Tout coureur ayant participé à des compétitions provinciales d’athlétisme depuis 30 ans au Québec a de fortes chances d’avoir croisé le chemin de Cécile Lefebvre.

Vétérane passionnée, Cécile Lefebvre a débuté dans ses fonctions d’officielle de piste et d’épreuves combinées quand ses deux filles étaient athlètes. « Mais j’ai tellement aimé ça que même quand mes filles ont arrêté, j’ai continué », dit la femme de 76 ans.

Comme arbitre de piste, Cécile Lefebvre ne donne pas le signal de départ. Mais c’est elle qui, par exemple, décide si un athlète doit être disqualifié ou non en cas de manœuvre irrégulière. Avec les athlètes de haut niveau, Cécile Lefebvre adore observer et soutenir « ceux qui mettent des efforts pour atteindre un certain niveau de performance ».

Mais avec les plus jeunes, elle ne cache pas qu’elle doit jouer souvent le rôle de « maman ».

Ce n’est pas pareil quand tu arbitres les plus vieux ou les plus jeunes. Avec les jeunes, il y a une notion d’éducation, de pédagogie… J’essaie beaucoup de les initier. De ne pas les décourager.

Cécile Lefebvre

Cécile Lefebvre a toujours aimé les enfants et la pédagogie. À la retraite depuis 15 ans, cette ex-comptable consacre la majorité de ses fins de semaine d’été à sa fonction d’officielle.

« Je n’ai plus d’enfants, je ne travaille pas… Je fais mes activités la semaine. La fin de semaine, je suis officielle ! […] C’est du bénévolat qui m’amène vraiment de belles expériences. » Cécile Lefebvre espère que les compétitions reprendront l’été prochain. « On mise encore beaucoup sur les essais olympiques… On verra ! »

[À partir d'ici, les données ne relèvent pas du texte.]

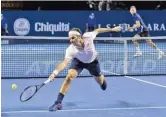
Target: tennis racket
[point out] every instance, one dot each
(30, 91)
(124, 28)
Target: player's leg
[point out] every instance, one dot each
(152, 44)
(138, 51)
(94, 70)
(73, 72)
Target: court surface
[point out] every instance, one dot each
(137, 96)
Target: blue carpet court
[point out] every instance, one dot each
(124, 97)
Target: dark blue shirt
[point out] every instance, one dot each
(137, 17)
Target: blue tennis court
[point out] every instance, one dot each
(124, 97)
(141, 93)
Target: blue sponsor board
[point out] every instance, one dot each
(58, 23)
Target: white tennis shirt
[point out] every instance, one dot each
(88, 53)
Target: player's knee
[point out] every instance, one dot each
(71, 75)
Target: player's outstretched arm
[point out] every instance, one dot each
(103, 30)
(136, 25)
(59, 68)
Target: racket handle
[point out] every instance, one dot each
(47, 81)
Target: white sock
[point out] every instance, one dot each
(158, 49)
(137, 49)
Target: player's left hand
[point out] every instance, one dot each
(130, 29)
(52, 77)
(117, 29)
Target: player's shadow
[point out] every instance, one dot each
(125, 104)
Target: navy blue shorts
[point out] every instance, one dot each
(144, 33)
(93, 67)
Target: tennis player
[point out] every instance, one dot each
(82, 54)
(142, 32)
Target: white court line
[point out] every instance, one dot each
(155, 84)
(72, 110)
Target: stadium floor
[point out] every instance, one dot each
(138, 96)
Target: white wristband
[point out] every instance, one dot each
(55, 72)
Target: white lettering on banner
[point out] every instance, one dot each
(156, 27)
(151, 27)
(47, 27)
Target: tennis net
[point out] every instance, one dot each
(32, 56)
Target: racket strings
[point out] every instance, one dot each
(28, 93)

Les essais olympiques auront lieu à Montréal du 24 au 27 juin. Et le 29 juin, Montréal accueillera l’un des neuf évènements du World Athletics Continental Tour, où les athlètes auront la chance de tenter d’atteindre leur standard olympique. Porte-parole de la Fédération québécoise d’athlétisme, Véronique Giroux précise toutefois que, comme pour toutes compétitions locales ou régionales, ces évènements devront préalablement obtenir l’autorisation de la Santé publique pour avoir lieu.